In the early days of the market it was conceivable that a de-facto standard might emerge around the HP DeskJet cartridge, but that didn't happen. Cartridge designs are proprietary, with both copyright and patent protection; other manufactuers don't have a right to simply copy them. 

Generic or "aftermarket" cartridges are new cartridges made to fit a printer, ideally without breaching the manufacturers copyright or patents.  Which? recommended that people respond to high prices by buying generic cartridges, which are often half the price of manufacturer branded product.

Brandname and generic cartridge manufacturers are engaged in a legalistic war of attrition over what is and is not a legitimate product 

HP won a case for patent infringement against International United Technology in 2000 and Microjet Technology of Taiwan and several US esellers in 2002

HP has had a bit of tussle with Pelikan of Germany, winning a patent infringement case against them in 2007 and then bringing another case in 2008 where Pelikan were selling new cartridges as remanufactured.  Manufacturers selling new product as recycled should be funny. HP had previously brought a case against Rhinotek of California for falsely advertising its products as new.

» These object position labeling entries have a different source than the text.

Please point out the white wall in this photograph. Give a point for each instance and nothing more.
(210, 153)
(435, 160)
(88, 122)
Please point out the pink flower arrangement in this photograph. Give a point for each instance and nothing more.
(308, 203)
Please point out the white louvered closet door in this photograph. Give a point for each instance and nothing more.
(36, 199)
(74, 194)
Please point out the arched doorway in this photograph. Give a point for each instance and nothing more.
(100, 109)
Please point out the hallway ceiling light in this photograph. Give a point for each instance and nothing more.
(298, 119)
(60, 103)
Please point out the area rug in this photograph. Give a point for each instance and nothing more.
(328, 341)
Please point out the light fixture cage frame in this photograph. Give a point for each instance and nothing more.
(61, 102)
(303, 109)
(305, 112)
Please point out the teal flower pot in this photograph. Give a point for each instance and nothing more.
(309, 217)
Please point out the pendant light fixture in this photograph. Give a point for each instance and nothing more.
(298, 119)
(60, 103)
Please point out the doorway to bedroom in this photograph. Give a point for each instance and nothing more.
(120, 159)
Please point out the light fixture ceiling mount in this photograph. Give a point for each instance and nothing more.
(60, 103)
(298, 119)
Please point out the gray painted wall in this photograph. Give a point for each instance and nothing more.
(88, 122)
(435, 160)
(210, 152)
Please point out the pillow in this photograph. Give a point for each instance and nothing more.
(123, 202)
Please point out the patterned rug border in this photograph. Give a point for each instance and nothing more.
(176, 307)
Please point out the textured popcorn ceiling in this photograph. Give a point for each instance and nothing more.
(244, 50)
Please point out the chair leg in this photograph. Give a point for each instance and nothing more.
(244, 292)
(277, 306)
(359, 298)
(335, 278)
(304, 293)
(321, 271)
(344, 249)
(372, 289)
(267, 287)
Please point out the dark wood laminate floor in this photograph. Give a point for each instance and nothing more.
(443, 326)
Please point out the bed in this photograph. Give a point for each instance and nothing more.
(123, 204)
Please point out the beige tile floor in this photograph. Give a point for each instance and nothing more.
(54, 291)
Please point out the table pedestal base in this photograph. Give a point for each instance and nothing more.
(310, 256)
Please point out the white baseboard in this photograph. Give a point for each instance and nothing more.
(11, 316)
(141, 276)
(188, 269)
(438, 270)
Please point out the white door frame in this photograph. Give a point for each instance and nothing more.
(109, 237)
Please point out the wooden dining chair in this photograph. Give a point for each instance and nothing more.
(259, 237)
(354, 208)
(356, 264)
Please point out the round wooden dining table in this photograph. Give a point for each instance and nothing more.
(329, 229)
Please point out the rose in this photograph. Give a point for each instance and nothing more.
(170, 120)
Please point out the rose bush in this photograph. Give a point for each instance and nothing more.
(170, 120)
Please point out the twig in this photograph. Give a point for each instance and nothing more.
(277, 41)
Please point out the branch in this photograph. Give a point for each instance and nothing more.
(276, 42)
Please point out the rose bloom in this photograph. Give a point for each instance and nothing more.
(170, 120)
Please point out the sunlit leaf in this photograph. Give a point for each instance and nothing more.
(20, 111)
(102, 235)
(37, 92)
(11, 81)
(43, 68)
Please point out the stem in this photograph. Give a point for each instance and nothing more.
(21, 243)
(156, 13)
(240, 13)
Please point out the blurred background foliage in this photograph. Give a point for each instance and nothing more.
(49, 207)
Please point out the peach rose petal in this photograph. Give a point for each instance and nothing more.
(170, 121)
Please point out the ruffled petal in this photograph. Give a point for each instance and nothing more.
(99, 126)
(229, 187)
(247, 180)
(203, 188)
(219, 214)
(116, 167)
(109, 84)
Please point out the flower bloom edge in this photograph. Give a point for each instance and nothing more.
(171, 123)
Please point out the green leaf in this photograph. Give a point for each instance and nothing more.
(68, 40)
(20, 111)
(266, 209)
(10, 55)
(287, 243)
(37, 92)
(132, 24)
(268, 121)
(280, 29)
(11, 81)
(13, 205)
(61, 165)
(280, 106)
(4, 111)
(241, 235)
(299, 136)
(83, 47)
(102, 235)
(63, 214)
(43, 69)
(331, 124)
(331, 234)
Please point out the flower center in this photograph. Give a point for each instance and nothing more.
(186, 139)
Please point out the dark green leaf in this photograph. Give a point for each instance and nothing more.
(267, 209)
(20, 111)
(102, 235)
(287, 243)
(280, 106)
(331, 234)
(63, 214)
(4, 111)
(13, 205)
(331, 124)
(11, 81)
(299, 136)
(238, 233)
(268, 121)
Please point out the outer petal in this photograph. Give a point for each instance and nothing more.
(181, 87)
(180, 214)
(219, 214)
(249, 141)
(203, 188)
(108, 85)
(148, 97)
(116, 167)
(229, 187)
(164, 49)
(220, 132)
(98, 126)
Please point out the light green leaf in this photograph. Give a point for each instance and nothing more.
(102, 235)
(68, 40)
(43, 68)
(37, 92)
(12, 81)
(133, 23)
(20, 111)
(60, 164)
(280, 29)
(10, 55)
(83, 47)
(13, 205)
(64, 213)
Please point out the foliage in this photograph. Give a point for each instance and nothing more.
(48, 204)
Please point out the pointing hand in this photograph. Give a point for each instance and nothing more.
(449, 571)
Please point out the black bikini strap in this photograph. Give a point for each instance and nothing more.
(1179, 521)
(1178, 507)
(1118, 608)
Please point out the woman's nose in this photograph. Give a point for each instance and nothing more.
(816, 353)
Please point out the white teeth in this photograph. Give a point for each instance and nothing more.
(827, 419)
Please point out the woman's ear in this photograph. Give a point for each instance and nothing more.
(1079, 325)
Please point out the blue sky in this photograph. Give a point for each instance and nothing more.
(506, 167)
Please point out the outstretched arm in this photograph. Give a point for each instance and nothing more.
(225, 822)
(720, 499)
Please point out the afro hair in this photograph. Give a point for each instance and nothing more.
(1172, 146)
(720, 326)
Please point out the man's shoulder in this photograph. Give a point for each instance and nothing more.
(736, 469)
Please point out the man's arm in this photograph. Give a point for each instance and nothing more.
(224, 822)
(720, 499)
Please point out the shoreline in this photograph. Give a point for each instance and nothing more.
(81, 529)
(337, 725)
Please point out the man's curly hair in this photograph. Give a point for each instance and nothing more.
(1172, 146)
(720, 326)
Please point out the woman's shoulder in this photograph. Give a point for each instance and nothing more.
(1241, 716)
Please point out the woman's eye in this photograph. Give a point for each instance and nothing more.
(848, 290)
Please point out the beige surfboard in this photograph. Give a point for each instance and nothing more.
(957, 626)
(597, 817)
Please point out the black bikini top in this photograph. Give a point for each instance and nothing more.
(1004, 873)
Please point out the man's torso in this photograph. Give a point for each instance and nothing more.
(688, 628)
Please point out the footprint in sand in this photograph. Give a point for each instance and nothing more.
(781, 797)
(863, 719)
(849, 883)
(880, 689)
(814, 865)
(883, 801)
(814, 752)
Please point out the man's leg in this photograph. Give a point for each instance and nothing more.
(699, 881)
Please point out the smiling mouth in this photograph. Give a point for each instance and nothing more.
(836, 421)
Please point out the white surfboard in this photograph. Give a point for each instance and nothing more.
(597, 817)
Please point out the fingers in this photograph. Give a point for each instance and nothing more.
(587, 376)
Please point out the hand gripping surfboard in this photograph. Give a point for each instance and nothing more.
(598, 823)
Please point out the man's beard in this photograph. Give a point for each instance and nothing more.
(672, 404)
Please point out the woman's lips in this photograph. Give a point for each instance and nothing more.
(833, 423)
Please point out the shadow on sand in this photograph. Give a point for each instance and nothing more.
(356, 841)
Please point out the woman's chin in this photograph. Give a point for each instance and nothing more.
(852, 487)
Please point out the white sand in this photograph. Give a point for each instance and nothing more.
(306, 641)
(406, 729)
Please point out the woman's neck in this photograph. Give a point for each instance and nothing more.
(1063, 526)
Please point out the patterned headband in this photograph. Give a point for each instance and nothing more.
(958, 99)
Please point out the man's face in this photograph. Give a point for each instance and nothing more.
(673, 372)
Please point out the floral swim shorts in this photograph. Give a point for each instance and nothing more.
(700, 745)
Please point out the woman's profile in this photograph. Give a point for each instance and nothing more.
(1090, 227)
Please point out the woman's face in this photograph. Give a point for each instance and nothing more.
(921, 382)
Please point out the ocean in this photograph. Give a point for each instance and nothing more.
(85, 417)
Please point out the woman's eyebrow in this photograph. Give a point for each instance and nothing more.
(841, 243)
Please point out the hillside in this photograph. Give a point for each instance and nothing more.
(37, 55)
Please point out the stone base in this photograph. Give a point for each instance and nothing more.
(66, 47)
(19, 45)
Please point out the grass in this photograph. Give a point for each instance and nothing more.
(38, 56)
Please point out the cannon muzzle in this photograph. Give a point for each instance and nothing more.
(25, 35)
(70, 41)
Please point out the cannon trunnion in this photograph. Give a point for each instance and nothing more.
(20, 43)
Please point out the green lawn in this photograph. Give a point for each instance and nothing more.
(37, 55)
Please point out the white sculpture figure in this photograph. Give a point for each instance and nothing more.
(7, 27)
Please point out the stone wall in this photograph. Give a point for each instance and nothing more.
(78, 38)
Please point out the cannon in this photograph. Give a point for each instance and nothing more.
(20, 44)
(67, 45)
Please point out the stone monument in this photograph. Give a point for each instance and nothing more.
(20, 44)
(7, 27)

Epson won a court case in Oregon, US against Multi-Union Trading, a Hong Kong company that operates under the PrintRite and Dynamic brands and also makes cartridges for supermarkets,  In the settlement 75 of Multi-Union's cartridge models were found to infringe 30 Epson patents. (Arcor )

The US International Trade Commission (ITC) has been enforcing a General Exclusion Order against a variety of cartridges that infringe Epson patents from January 2008. China's NineStar Technology, Town Sky Inc and Mipo International. This case raised some interesting issues, for instance the idea that legitimate refills must only be of cartridges sold by Epson in the US - not imports - and that cartridges can only be repaired, not completely reconstructed. Epson also took court action against several online retailers

HP had issues with NineStar as well, filing complaints in the US ITC in 2006 and resolving them in March 2007 and further in March 2009 when NineStar admitted the infringement and withdrew the products.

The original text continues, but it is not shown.